Au Cameroun, l'opposant Maurice Kamto est devenu "l'homme à abattre"
Au total, huit infractions pèsent sur ses épaules parmi lesquelles "l’hostilité à la patrie" et "l’incitation à l’insurrection". Le leader du Mouvement pour la renaissance du Cameroun a été placé en détention le 28 janvier 2019, suscitant une vague d’indignation dans le pays.
Maurice Kamto ne cesse de dénoncer "un hold-up électoral", depuis l’annonce des résultats de la présidentielle camerounaise du 7 octobre 2018. Il était arrivé deuxième derrière le président Paul Biya. L’opposant camerounais revendique toujours la victoire. Il est porté par une vague de militants qui affirment vouloir se battre à ses côtés "jusqu’à la fin et jusqu’au sang", s'il le faut.
Le pouvoir de Yaoundé face à un dilemme
L'opposant camerounais n'est pas seul à séjourner au cachot. Plusieurs dizaines de militants de son parti, le Mouvement pour la renaissance du Cameroun, ont été arrêtés pour avoir manifesté sans autorisation, le 26 janvier 2019, à son appel. Maurice Kamto est devenu l'ennemi public numéro 1.
"Il y a longtemps que le Cameroun n’avait pas eu un opposant de cette envergure. Il a démissionné du gouvernement, fait rare au Cameroun. Cela a été vécu par le président Paul Biya comme une attitude de défiance personnelle", fait remarquer Hans de Marie Heungoup, chercheur à International Crisis Group.
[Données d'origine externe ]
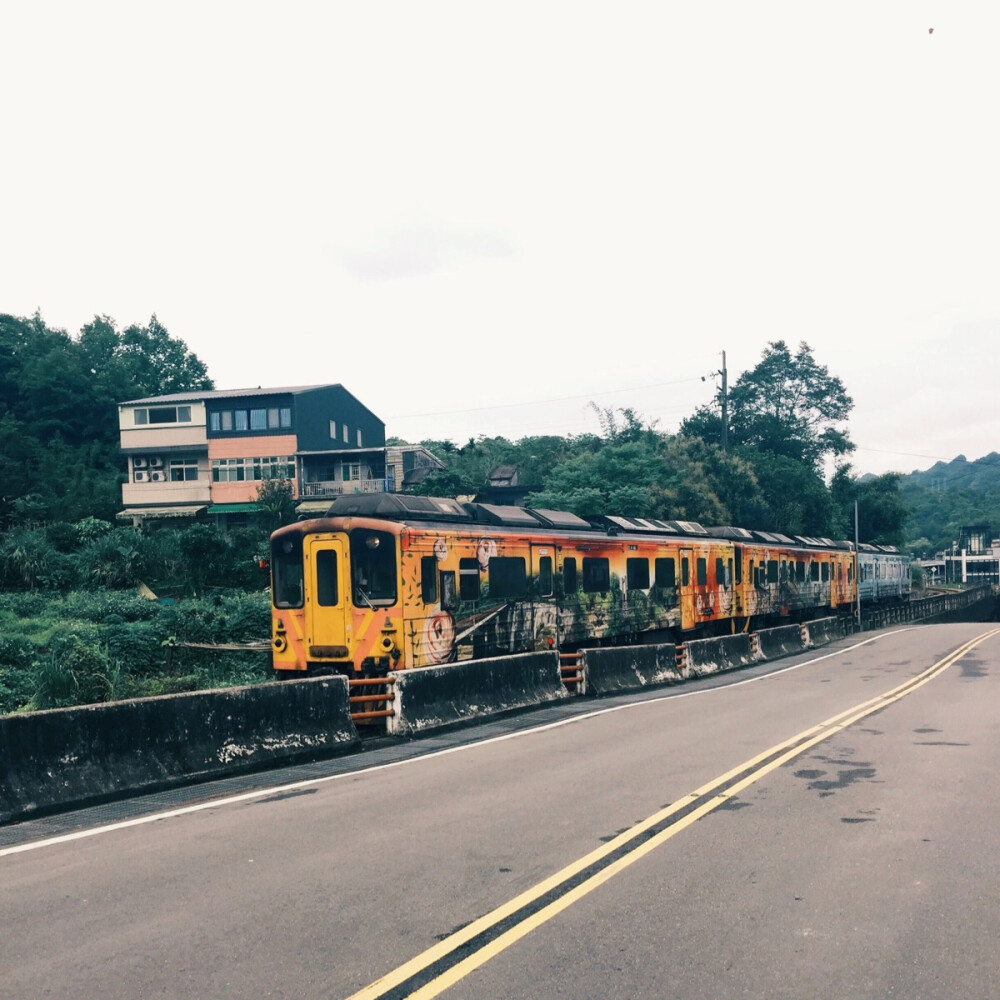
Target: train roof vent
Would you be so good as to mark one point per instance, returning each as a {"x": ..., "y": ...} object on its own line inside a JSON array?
[
  {"x": 398, "y": 507},
  {"x": 560, "y": 519},
  {"x": 728, "y": 531},
  {"x": 687, "y": 527},
  {"x": 505, "y": 514},
  {"x": 767, "y": 536},
  {"x": 631, "y": 524}
]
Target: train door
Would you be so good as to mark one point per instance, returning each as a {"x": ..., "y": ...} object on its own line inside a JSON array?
[
  {"x": 544, "y": 623},
  {"x": 326, "y": 620},
  {"x": 687, "y": 590}
]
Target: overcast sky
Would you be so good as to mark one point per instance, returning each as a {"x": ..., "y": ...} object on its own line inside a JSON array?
[{"x": 483, "y": 218}]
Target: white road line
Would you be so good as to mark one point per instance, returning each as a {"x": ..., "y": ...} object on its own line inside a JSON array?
[{"x": 312, "y": 782}]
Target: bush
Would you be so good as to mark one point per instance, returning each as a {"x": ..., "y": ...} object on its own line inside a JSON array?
[{"x": 104, "y": 645}]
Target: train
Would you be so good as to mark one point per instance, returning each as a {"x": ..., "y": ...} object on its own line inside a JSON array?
[{"x": 386, "y": 581}]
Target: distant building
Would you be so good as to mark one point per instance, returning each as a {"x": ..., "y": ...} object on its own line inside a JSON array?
[
  {"x": 205, "y": 453},
  {"x": 504, "y": 487},
  {"x": 973, "y": 559}
]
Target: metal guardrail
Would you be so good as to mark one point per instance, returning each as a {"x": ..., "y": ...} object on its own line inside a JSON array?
[{"x": 370, "y": 698}]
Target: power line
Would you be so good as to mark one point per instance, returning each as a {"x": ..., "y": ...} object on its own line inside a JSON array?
[{"x": 540, "y": 402}]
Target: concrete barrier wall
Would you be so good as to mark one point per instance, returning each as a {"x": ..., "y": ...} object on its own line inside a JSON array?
[
  {"x": 822, "y": 631},
  {"x": 712, "y": 656},
  {"x": 428, "y": 698},
  {"x": 629, "y": 668},
  {"x": 72, "y": 757},
  {"x": 782, "y": 641}
]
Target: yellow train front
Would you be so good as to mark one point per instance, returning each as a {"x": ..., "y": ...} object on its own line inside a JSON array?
[{"x": 386, "y": 582}]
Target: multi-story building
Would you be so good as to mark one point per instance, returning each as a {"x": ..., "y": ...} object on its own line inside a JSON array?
[{"x": 206, "y": 453}]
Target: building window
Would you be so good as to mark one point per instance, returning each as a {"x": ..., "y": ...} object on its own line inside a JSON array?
[
  {"x": 162, "y": 415},
  {"x": 239, "y": 470},
  {"x": 183, "y": 470}
]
Le politologue souligne que le pouvoir camerounais se trouve aujourd’hui face à un dilemme. "Si le pouvoir garde Maurice Kamto longtemps, cela pourrait plonger le pays dans une conjoncture politique nocive, envenimer davantage les relations entre communautés et, à terme, pousser les radicaux de son parti à des actions violentes à Douala et Yaoundé."
Amnesty International a aussitôt demandé la libération du chef du Mouvement pour la renaissance du Cameroun et des militants "arrêtés pour avoir simplement exercé leur droit à la liberté d’expression et de réunion pacifique". Ils avaient répondu à l’appel de leur leader de manifester dans tout le pays contre la réélection de Paul Biya, 85 ans, dont 36 passés à la tête de l’Etat.
Dans la configuration politique camerounaise d'aujourd'hui, Maurice Kamto est un homme à abattre
Hans de Marie Heungoup, chercheur à International Crisis Groupà l'AFP
Pour le pouvoir de Yaoundé, l’opposant Maurice Kamto a "franchi la ligne rouge" en lançant des appels à l’insurrection et à des manifestations non autorisées. Des accusations loin d’impressionner les militants de l’opposition. Ils se disent prêts à descendre dans la rue pour aller faire libérer Maurice Kamto. Ils sont persuadés que le pouvoir cherche à décapiter son parti.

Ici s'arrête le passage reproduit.